Split a String Into the Max Number of Unique Substrings - Video Solutions

Problem Overview: Given a string s, split it into non-empty substrings so that every substring is unique. The goal is to maximize the number of substrings in the split. Each partition must use every character in the string exactly once while ensuring no substring appears more than once.

Approach 1: Backtracking with Hash Set (Time: O(2^n), Space: O(n))

This problem naturally fits backtracking. You explore every possible way to split the string and track which substrings have already been used. Maintain a HashSet (or set) of used substrings. Starting from index i, iterate j from i to the end, creating substring s[i:j+1]. If it is not already in the set, add it, recurse from j+1, and update the maximum count. After recursion, remove the substring to restore the state.

The key insight is pruning invalid states early. The set guarantees substring uniqueness with O(1) average lookup. Because you try every split point, the recursion tree can grow exponentially in the worst case, giving O(2^n) time complexity. Space complexity is O(n) due to recursion depth and the set storing substrings. This approach directly models the problem constraints and performs well for typical input sizes.

Using a hash-based structure is essential. Constant-time membership checks prevent repeated substring usage efficiently, which is why hash tables are part of the core idea.

Approach 2: Dynamic Programming with Bit Masking (Time: O(n * 2^n), Space: O(2^n))
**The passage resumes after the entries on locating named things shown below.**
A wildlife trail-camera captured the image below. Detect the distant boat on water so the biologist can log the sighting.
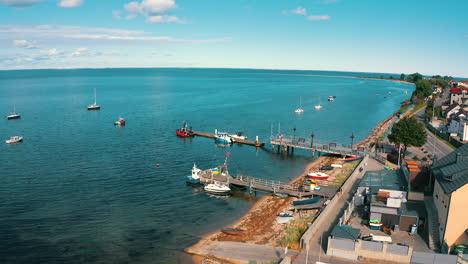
[294,96,304,114]
[7,105,21,119]
[215,130,234,144]
[114,117,125,126]
[176,122,193,137]
[5,136,23,144]
[87,88,101,110]
[186,163,201,184]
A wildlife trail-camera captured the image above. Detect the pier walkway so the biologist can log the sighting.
[270,136,386,163]
[189,130,265,147]
[200,170,337,198]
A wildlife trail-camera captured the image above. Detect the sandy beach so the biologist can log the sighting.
[185,94,406,263]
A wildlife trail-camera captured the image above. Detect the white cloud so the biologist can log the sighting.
[146,16,183,23]
[41,48,59,56]
[112,10,122,19]
[124,0,177,16]
[13,39,39,49]
[64,34,228,43]
[0,0,42,7]
[70,48,89,57]
[291,6,307,16]
[307,15,331,21]
[57,0,83,8]
[124,0,183,23]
An alternative approach enumerates possible split positions using bit masks. For a string of length n, there are n-1 potential split points. Each mask represents whether a split occurs at a position. Iterate through masks from 0 to 2^(n-1)-1, construct substrings according to the mask, and check whether all generated substrings are unique using a set.

For each mask, scan the string once to build substrings, then verify uniqueness. If all substrings are unique, update the maximum count. This method systematically enumerates partitions rather than exploring them recursively. The complexity becomes O(n * 2^n) because each mask requires scanning the string and performing hash lookups.

This technique is sometimes easier to reason about when you think of the problem as selecting partition boundaries in a string. However, it typically performs worse than backtracking with pruning because it evaluates many invalid partitions that recursion would skip early.

Recommended for interviews: Backtracking with a hash set is the expected solution. It clearly demonstrates recursive exploration, pruning, and set-based uniqueness checks. Interviewers usually want to see you model the search space and eliminate invalid paths efficiently. The bitmask approach proves you understand partition enumeration, but the backtracking strategy shows stronger algorithmic intuition.